Differentially expressed genes (DEGs) in CD14+ sorted monocytes from two peripheral blood donors in the presence of fibrinogen or citrullinated fibrinogen. (A) Heatmap of DEGs. Veh = vehicle, Fib = bovine fibrinogen, Cit-Fib = bovine fibrinogen citrullinated by PAD2. Six different clusters of DEGs were presented by K-means clustering analysis. Yellow boxes indicate the clusters associated with restoration of fibrinogen-induced change by citrullination. (B) Fibrinogen-regulated genes perturbed by citrullination correspond to DEGs in the yellow box in (A). UP = upregulated genes, NC = no change in expression, DN = downregulated genes. (C) Gene set enrichment analysis of the module 1, 2, or 3 using the human TRRUST transcription factor database.
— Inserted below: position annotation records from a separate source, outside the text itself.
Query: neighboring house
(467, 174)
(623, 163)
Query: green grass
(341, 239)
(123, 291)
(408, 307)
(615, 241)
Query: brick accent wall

Dashed line = p-value 0.05. (D) Gene set enrichment analysis of the module 1, 2, or 3 using osteoclast-specific gene set originated from ref. 21. NES = normalized enrichment score, FDR-q = q-value of false discovery rate.

Figure 3

Gene and protein expression in osteoclasts in the presence of PAD. (A) Real-time PCR of cells cultured in the absence or presence of PAD2 or PAD4 at a dose of 1.0 μg/mL (n = 8). * p  <  0.05; ** p  <  0.01; ns—not significant. Individual values are plotted, and error bars represent SD. (B) Western blot of NF-ATc1, β3-integrin, and GAPDH. M-CSF and RANKL were supplemented in the control group.

Figure 4

Reversion of dose-dependent inhibition of osteoclastogenesis in the presence of PAD. (A) Left: monocytes were cultured in the absence or presence of PAD2 (PAD) and stained for TRAP on day 6 (n = 6). M-CSF (20 ng/mL) and RANKL (40 ng/mL) were replenished every 3 days. M-CSF and RANKL were supplemented in the control group. Fib = bovine fibrinogen. Scale bar 200 μm. Right: number of TRAP-positive osteoclasts in the absence or presence of PAD. * p  <  0.05. Individual values are plotted, and error bars represent SD. (B) Left: bone resorption activity in the presence of fibrinogen or citrullinated fibrinogen for 6 days. Fib = human fibrinogen, Cit-Fib = citrullinated human fibrinogen. Scale bar 100 μm. Right: area of resorption pits (%). * p  <  0.05; ** p  <  0.01. (C) Number of TRAP-positive osteoclasts according to fibrinogen dose. * p  <  0.05. Individual values are plotted. (D) Western blot using an antibody against citrullinated fibrinogen and protein from reaction mixtures containing PAD with human fibrinogen or bovine fibrinogen incubated at 37 °C for 2 h.